Em novembro de 1915, uma assembleia extraordinária decidiu pela criação da seção de futebol no Vasco. A definição não foi unânime – representantes do remo, o principal esporte do clube na época, eram contrários à novidade. O surgimento foi impulsionado por Raul Campos, partidário do futebol, que assumiu a presidência.
- Ele era um dos defensores do futebol. Um de seus primeiros atos foi convocar a assembleia e solicitar a reforma do estatuto para incluir o futebol - explicou Walmer Peres, historiador do Centro de Memória do Vasco.
A derrota
Com a seção criada, o próximo passo foi mais difícil. Na época, apenas os sócios dos clubes podiam jogar. A base do Lusitânia não foi suficiente para garantir uma grande equipe desde o princípio. Em dois amistosos preparatórios, o Vasco venceu o Parque Royal e empatou com o Catete. No primeiro para valer, porém, a inexperiência cobrou seu preço. Após a goleada sofrida, a lenda conta que os jogadores cruz-maltinos foram recebidos na sede do clube sob chuva de laranjas pelos adeptos do remo.
- Foi difícil montar o time. Existia a dificuldade financeira de começar um esporte do zero. O futebol já era extremamente competitivo, havia competidores mais experientes. A Liga Metropolitana já tinha 10 anos de campeonato. Os jogadores do Vasco não eram tão qualificados. Os próprios dirigentes precisaram aprender a identificar bons jogadores. Foi preciso um amadurecimento institucional. O Vasco precisou lutar para chegar aonde chegou. Não ganhou de bandeja - ponderou Walmer.
O gol de honra do Vasco foi marcado por Adão Antônio Brandão. Português, ele dedicou sua vida ao clube. Disputou outras modalidades e permaneceu no elenco até ser campeão carioca em 1923 – com um time muito diferente daquele inicial, já com negros e operários descobertos em outras ligas. Brandão ainda se tornaria benemérito do clube. Hoje, tem seu nome estampado na sala de imprensa em São Januário, ao lado de outros ídolos cruz-maltinos.
- Ele era um atleta multidesportivo. Adão foi um grande desportista do Vasco. É uma figura eternamente marcada por ter feito o primeiro gol do Vasco - completou Walmer.
Olho no subúrbio
Vencedor daquele jogo, o Paladino não durou muito tempo – seu último registro de torneio disputado é do final da década de 1920. O que diferenciou o Vasco dos outros tantos clubes daquela época? Algo que definiria a identidade cruz-maltina nos anos seguintes: a ideia de admitir em seus quadros atletas negros e representantes da classe baixa da sociedade, algo impensável nos rivais.
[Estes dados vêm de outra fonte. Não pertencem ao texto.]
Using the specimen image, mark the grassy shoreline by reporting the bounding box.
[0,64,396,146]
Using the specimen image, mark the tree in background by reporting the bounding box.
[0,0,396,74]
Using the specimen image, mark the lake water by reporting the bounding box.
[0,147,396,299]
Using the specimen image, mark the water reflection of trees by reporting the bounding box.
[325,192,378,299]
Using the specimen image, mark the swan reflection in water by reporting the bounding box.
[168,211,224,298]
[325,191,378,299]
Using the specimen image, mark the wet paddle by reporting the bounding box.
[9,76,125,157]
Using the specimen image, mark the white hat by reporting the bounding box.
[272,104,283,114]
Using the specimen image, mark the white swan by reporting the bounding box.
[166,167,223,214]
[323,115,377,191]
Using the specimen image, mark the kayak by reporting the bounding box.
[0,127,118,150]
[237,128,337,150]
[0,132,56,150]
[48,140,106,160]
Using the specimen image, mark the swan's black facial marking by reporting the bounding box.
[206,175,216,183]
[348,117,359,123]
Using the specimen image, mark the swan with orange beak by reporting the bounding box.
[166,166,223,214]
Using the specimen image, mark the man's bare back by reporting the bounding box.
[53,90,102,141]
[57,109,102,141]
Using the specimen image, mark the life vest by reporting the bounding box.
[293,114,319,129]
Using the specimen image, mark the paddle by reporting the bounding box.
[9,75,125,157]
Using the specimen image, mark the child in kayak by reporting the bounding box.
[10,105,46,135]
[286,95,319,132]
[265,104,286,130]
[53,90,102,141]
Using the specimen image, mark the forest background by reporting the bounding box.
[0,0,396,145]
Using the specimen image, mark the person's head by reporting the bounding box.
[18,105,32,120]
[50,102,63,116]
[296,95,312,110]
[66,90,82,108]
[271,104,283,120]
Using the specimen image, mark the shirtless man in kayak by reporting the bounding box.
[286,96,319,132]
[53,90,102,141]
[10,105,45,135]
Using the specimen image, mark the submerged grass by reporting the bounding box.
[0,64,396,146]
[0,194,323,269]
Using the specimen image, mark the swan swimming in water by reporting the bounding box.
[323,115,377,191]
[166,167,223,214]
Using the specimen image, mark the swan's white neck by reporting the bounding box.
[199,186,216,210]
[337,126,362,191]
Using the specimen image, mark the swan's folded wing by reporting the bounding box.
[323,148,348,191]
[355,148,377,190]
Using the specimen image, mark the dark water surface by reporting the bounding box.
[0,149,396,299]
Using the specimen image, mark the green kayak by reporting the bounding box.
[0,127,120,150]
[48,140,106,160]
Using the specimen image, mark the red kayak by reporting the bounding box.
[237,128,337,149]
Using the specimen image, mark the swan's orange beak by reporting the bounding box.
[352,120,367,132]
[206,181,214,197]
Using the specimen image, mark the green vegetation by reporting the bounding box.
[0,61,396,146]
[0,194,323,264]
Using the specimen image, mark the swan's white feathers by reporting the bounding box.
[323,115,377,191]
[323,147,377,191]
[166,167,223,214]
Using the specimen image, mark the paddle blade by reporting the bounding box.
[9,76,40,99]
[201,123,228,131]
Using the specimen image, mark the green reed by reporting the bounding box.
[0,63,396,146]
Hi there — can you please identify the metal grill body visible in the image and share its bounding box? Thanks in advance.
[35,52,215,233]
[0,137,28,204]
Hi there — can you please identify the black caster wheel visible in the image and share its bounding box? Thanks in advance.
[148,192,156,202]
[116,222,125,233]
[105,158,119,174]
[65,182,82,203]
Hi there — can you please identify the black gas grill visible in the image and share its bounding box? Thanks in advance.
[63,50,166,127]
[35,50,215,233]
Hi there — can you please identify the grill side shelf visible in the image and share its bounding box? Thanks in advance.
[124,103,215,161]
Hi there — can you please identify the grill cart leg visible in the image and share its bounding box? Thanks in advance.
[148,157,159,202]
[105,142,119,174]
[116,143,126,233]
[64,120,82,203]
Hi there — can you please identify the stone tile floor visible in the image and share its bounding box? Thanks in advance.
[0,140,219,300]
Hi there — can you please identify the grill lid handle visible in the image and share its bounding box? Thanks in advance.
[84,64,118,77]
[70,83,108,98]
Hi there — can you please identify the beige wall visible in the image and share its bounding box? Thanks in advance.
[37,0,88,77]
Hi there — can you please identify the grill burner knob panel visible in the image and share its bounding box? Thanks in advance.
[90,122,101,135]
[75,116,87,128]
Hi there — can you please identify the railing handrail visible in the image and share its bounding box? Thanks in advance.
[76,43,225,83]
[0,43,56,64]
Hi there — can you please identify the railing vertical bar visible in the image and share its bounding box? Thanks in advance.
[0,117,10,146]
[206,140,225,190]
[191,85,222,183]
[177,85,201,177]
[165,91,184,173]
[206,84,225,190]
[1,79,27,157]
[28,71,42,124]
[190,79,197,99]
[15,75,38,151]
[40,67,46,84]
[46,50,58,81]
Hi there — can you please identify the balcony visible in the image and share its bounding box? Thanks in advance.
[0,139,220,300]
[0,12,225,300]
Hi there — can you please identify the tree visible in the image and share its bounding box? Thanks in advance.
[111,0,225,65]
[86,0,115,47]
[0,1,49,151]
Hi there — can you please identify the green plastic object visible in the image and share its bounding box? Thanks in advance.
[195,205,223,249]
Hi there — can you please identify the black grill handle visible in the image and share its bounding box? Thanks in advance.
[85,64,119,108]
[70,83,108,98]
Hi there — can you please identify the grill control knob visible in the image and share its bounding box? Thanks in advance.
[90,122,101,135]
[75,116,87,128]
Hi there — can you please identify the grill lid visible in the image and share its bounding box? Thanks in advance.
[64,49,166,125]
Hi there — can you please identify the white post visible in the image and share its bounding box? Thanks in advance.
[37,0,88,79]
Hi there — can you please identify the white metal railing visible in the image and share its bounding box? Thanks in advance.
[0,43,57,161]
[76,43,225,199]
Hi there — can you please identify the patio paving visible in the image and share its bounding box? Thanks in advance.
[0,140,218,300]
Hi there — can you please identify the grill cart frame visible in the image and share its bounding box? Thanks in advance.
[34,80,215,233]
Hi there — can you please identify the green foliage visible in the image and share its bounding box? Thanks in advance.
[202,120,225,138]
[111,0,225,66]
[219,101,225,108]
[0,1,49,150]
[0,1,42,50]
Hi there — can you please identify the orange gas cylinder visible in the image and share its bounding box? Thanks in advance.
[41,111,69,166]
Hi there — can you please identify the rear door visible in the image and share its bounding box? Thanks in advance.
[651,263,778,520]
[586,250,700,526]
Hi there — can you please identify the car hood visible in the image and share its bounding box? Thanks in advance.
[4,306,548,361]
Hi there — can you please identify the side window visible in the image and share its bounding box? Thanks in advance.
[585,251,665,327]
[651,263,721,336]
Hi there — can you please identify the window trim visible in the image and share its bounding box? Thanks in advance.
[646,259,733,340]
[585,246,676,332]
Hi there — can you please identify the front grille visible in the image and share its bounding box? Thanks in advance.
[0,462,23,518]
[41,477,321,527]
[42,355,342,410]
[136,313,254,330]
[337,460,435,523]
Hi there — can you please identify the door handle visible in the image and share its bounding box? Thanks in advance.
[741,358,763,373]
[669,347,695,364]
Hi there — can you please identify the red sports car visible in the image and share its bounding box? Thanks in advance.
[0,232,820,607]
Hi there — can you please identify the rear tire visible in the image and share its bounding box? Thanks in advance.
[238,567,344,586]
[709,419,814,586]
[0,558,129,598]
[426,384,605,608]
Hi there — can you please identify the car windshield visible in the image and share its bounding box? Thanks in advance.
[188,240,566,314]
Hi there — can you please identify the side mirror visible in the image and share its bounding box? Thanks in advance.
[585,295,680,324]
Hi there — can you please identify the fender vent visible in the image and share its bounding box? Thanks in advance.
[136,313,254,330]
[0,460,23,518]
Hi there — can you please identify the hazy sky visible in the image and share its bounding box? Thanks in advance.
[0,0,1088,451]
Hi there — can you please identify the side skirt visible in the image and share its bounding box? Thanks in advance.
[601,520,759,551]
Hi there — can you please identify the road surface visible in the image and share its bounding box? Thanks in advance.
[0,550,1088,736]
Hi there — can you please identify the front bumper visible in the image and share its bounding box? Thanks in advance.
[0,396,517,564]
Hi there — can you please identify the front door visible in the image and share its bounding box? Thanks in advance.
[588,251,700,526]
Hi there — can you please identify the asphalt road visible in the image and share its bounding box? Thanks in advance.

Desde o início de sua seção de futebol, o Vasco virou suas atenções para outras ligas disputadas no Rio de Janeiro, especialmente no subúrbio. O expediente possibilitou a montagem de times melhores. Em 1916, a equipe ficou em último lugar na Terceira Divisão. Uma reformulação da Liga Metropolitana colocou o Cruz-Maltino na segunda divisão em 1917, onde permaneceu até 1922, melhorando gradativamente suas posições até conquistar o acesso naquele ano. Em 1923, conquistaria pela primeira vez o Campeonato Carioca. Daí para ser gigante, não demorou.